I agree, there's no clear cut answer.

For reference, my boy at 10 months was 26", hes 27" now at 18 months, and I'm pretty sure hes done growing. He had a major growth spurt from 6-8 months and then after that I barely noticed a difference anywhere other than in his face and his bone structure.


----------



## aayushgarg (Jun 25, 2021)

Actually, during the 7-9 months' time period, my other dog(in pics attached) bit GSD a few times(I can't figure out why?), Do you think it would have caused any stunting? There was some skin tearing wounds, one time there was a deep muscle wound(thick bandage on elbow). Also, what kind of color combination is this, is it common color? 

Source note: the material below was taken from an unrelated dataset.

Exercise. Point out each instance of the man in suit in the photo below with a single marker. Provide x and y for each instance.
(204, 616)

BTW, thanks for your answers. Appreciate it.

P.S.: I have these kinds of questions cuz, I didn't bought it from any breeder, but got it from an uncle's farmhouse. So, don't know much about these things, also, am a first-time owner.


----------



## tim_s_adams (Aug 9, 2017)

aayushgarg said:


> Actually, during the 7-9 months' time period, my other dog(in pics attached) bit GSD a few times(I can't figure out why?), Do you think it would have caused any stunting?


Not sure why you think your dog's height is stunted, he's currently within 2" of the upper range of the standard for male dogs! And no, a couple of teeth marks from a spat with your other dog did not effect your dog's height!



aayushgarg said:


> Also, what kind of color combination is this, is it common color?

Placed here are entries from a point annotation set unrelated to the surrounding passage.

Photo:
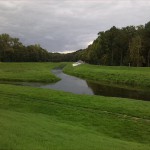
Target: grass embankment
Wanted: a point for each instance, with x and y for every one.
(28, 72)
(123, 76)
(34, 118)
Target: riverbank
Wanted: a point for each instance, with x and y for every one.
(35, 118)
(127, 77)
(28, 72)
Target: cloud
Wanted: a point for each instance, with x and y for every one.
(65, 25)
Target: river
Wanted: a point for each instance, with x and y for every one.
(79, 86)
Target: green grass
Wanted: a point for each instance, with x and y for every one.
(34, 118)
(130, 76)
(28, 72)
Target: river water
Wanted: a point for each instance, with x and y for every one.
(79, 86)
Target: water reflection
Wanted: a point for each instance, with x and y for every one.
(79, 86)
(69, 84)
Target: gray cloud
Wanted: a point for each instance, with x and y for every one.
(64, 25)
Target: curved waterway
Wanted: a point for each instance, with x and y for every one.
(79, 86)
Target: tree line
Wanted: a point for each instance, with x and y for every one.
(120, 46)
(12, 50)
(117, 46)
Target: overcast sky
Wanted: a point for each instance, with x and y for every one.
(68, 25)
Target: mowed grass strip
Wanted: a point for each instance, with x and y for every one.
(34, 118)
(118, 75)
(28, 72)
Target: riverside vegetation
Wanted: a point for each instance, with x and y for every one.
(36, 118)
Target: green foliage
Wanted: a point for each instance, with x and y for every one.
(119, 46)
(135, 48)
(34, 118)
(118, 75)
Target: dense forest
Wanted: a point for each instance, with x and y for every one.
(126, 46)
(117, 46)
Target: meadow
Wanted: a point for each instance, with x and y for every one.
(137, 77)
(36, 118)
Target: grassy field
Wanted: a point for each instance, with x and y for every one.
(35, 118)
(130, 76)
(28, 72)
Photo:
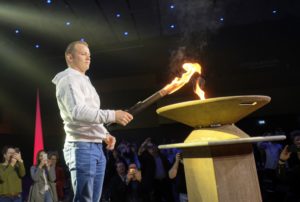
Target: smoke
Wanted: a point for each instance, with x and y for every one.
(197, 20)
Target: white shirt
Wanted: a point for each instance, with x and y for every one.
(79, 106)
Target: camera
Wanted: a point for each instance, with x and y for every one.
(131, 170)
(293, 148)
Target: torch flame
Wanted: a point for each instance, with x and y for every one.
(178, 83)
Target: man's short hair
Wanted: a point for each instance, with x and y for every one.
(70, 48)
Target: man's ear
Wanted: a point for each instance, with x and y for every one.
(69, 57)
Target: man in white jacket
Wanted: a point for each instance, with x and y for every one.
(79, 106)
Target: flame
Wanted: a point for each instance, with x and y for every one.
(178, 83)
(199, 91)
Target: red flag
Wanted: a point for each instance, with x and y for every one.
(38, 136)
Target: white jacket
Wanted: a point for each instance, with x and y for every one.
(79, 106)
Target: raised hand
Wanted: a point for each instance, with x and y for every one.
(122, 117)
(110, 141)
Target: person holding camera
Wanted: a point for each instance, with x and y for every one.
(133, 181)
(177, 173)
(43, 176)
(289, 167)
(11, 172)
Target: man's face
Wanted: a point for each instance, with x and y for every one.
(10, 152)
(53, 159)
(80, 58)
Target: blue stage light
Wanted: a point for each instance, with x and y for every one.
(261, 122)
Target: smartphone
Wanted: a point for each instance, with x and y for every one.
(293, 148)
(131, 170)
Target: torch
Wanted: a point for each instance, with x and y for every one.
(175, 85)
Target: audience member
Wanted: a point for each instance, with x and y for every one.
(177, 173)
(59, 173)
(43, 176)
(289, 167)
(133, 182)
(117, 191)
(11, 172)
(156, 185)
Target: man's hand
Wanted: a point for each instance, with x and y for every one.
(122, 117)
(110, 141)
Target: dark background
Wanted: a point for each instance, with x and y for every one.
(254, 50)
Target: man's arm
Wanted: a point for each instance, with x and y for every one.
(71, 96)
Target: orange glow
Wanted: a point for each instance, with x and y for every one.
(178, 83)
(199, 91)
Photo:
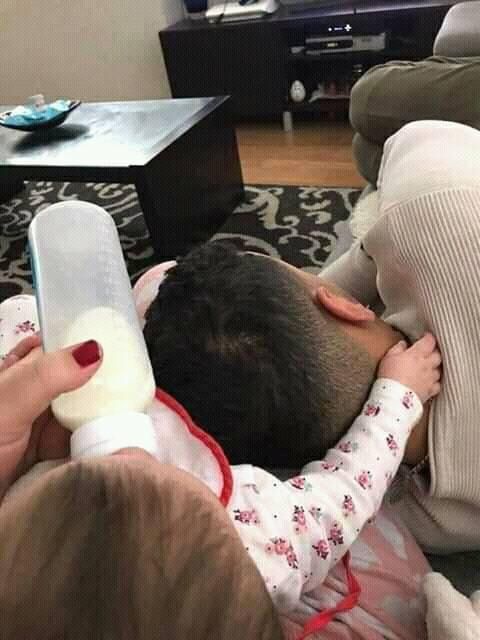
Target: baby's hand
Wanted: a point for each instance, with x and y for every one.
(417, 367)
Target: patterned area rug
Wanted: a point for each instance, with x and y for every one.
(304, 225)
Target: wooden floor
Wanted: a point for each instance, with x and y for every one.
(317, 154)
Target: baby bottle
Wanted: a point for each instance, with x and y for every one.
(83, 292)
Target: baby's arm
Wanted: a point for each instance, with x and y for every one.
(297, 530)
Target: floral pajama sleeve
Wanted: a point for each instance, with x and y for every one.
(18, 320)
(297, 530)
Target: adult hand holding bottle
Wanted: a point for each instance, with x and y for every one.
(29, 380)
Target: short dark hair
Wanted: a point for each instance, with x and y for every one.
(238, 341)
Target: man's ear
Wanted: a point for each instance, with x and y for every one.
(342, 308)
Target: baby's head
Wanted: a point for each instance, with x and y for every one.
(124, 547)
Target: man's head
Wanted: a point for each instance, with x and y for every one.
(268, 369)
(125, 548)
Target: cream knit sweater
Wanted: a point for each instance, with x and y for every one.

He's long coated black and tan, and yes, it's a very common color.


----------



## WNGD (Jan 15, 2005)

No a bite won't cause stunting, he's a perfect size for his age. 
You definitely need to research training for your dog(s) because dog fights between two medium-large dogs can end with one of them dead and at this point, you have no guarantees of temperament since you bought from what's generally called a back yard breeder.

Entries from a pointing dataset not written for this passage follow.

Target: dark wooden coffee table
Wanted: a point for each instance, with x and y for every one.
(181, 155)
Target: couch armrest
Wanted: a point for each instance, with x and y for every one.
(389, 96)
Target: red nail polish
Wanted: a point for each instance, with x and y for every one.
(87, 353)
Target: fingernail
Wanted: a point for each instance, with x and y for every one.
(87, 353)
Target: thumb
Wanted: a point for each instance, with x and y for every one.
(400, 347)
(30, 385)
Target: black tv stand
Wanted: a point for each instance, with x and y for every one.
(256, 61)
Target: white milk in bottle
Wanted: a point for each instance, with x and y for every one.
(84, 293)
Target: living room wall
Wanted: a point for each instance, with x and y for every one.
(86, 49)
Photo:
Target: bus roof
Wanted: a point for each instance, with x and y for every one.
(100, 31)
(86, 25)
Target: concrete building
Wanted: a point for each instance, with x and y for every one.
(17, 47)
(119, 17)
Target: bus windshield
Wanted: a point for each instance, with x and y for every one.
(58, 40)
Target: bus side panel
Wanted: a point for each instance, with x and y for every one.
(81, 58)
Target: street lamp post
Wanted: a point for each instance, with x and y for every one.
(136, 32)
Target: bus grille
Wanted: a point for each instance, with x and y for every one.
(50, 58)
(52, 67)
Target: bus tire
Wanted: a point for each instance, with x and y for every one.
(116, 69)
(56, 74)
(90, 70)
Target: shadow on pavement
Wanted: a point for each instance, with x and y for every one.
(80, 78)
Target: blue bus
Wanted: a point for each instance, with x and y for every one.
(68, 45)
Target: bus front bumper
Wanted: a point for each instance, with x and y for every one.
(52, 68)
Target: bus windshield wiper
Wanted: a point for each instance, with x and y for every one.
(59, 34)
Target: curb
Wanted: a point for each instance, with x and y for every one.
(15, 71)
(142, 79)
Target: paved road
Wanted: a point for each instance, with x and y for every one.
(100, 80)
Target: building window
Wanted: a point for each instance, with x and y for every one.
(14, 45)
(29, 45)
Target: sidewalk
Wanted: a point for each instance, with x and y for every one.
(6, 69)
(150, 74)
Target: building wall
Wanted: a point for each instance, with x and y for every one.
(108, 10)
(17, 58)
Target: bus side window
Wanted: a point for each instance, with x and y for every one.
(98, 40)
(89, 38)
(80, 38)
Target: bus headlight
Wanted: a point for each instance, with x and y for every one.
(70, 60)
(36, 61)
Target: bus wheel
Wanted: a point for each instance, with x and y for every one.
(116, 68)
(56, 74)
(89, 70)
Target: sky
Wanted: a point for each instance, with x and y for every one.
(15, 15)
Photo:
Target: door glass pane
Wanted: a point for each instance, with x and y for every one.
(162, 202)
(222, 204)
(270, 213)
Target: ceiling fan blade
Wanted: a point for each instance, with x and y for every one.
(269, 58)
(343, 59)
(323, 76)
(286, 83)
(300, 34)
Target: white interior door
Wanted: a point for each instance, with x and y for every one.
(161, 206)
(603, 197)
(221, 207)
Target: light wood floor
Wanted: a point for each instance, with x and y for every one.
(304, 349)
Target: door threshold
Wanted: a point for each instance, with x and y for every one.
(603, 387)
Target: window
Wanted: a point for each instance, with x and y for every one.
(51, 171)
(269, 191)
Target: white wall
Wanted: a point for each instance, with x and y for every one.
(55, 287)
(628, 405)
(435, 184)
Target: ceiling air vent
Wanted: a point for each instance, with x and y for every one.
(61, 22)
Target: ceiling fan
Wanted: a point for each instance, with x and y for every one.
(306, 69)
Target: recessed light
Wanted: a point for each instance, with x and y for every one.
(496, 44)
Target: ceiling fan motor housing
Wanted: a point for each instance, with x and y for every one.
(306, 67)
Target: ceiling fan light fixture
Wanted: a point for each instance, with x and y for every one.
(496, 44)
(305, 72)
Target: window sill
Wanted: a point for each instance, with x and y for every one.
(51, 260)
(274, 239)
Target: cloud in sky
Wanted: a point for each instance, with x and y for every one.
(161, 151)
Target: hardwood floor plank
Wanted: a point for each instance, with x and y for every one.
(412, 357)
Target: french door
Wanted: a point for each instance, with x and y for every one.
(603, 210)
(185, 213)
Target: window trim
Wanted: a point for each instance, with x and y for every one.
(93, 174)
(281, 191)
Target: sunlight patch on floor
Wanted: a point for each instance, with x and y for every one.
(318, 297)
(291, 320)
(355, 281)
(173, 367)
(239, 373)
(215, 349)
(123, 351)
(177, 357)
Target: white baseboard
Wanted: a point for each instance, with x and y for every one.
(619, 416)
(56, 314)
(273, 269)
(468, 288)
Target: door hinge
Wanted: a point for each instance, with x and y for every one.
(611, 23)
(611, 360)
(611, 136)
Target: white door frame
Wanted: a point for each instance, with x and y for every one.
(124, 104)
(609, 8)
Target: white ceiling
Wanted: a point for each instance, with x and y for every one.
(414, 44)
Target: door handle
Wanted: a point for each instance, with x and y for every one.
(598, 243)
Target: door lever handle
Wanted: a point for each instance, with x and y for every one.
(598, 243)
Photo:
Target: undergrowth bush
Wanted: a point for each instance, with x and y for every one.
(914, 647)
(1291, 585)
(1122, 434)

If you stioll have issues with them, you need to consult a trainer with experience in GSDs


----------



## aayushgarg (Jun 25, 2021)

Thanks, people!


----------



## Faizan Ahmed (Apr 10, 2020)

aayushgarg said:


> My GSD is about 24 inches at 10 months of age. How much can I expect him more to grow and till what age?
> Please refer to the images too. Clicked on June 4.
> 
> 
> ...


hi,

since your post is 5 months old. Have you now noticed if your dog has grown height wise. Whats is current height now, same 24 inches ? or more ?


----------



## Faizan Ahmed (Apr 10, 2020)

melaniep said:


> I agree, there's no clear cut answer.
> 
> For reference, my boy at 10 months was 26", hes 27" now at 18 months, and I'm pretty sure hes done growing. He had a major growth spurt from 6-8 months and then after that I barely noticed a difference anywhere other than in his face and his bone structure.


hi,

you said your dog was 26 at 10 months and now he is 27 so it means that he indeed grew 1 whole inch even after the period of growth spurt? correct ?


----------